Dlaczego produkcje pojawiają się teraz? To, co zaczęło się jako odpowiedź na prezydenturę Trumpa, teraz wydaje się przemawiać do naszych czasów na wiele sposobów, z fabułą, która przeplata etycznie skompromitowanego antybohatera, polityczny ekstremizm, korupcję, aktywizm środowiskowy i brak odpowiedzialności za zniszczenie miasta.
„Wróg ludu” został napisany przez Ibsena jako odpowiedź na skandaliczne przyjęcie jego poprzednich „Duchów”, które dotyczyły tematu tabu, jakim jest syfilis. Chciał w ten sposób odegrać się na liberalnej prasie, którą uważał za hipokrytkę, bo nie pochwaliła jego sztuki, twierdząc jednocześnie, że popiera wolność słowa i postęp.
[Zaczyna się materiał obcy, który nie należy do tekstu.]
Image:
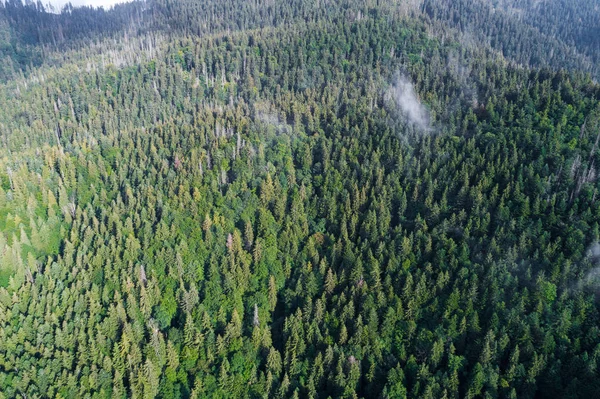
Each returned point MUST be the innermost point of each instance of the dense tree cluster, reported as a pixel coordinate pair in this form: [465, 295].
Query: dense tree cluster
[243, 209]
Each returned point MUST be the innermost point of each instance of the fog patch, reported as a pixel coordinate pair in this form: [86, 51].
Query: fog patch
[403, 95]
[265, 113]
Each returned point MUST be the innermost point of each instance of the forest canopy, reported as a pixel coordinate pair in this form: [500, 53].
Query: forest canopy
[300, 199]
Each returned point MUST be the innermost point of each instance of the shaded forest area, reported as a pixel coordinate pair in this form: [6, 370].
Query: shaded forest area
[299, 199]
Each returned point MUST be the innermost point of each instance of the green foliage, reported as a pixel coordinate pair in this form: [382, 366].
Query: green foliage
[237, 208]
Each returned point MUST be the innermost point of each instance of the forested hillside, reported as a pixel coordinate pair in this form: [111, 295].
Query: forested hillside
[305, 199]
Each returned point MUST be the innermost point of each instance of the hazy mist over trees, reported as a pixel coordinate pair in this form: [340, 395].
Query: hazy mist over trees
[300, 199]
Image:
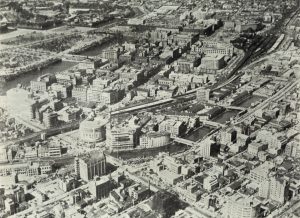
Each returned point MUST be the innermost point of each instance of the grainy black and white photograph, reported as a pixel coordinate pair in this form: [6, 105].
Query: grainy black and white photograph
[149, 109]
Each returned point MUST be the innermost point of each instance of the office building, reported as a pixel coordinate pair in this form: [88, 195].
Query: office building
[203, 94]
[80, 93]
[275, 189]
[154, 139]
[238, 206]
[100, 188]
[91, 166]
[92, 130]
[213, 62]
[122, 137]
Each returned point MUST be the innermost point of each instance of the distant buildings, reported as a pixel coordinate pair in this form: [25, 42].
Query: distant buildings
[175, 128]
[275, 189]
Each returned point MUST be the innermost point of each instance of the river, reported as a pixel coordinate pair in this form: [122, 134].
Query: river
[96, 50]
[25, 78]
[198, 133]
[224, 117]
[247, 103]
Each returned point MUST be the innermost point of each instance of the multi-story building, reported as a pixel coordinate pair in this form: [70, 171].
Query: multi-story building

W sztuce występuje podzielony, karny bohater i demaskator, dr Thomas Stockmann, który próbuje ostrzec swoje miasto przed skażoną wodą zanieczyszczającą uzdrowisko, dzięki któremu miasto jest wypłacalne. Jego brat, Peter, jest burmistrzem, który, zaniepokojony ekonomicznym wpływem tej krucjaty, chce stłumić demaskację Thomasa.
Stockmann jest w stanie przekonać swoich przyjaciół, w tym redaktora gazety, że mówienie prawdy o wodzie jest ważne, ale jego kampania ekologiczna słabnie. On kościoły politycznie z lewej do prawej, a przez czwarty akt, Stockmann, oburzony oporem tłumu do jego kampanii, staje się fanatykiem i jest demonizowany jako wróg ludu. W końcu zostaje pokonany, ale nie przed oskarżeniem miasta o jego własną tragedię.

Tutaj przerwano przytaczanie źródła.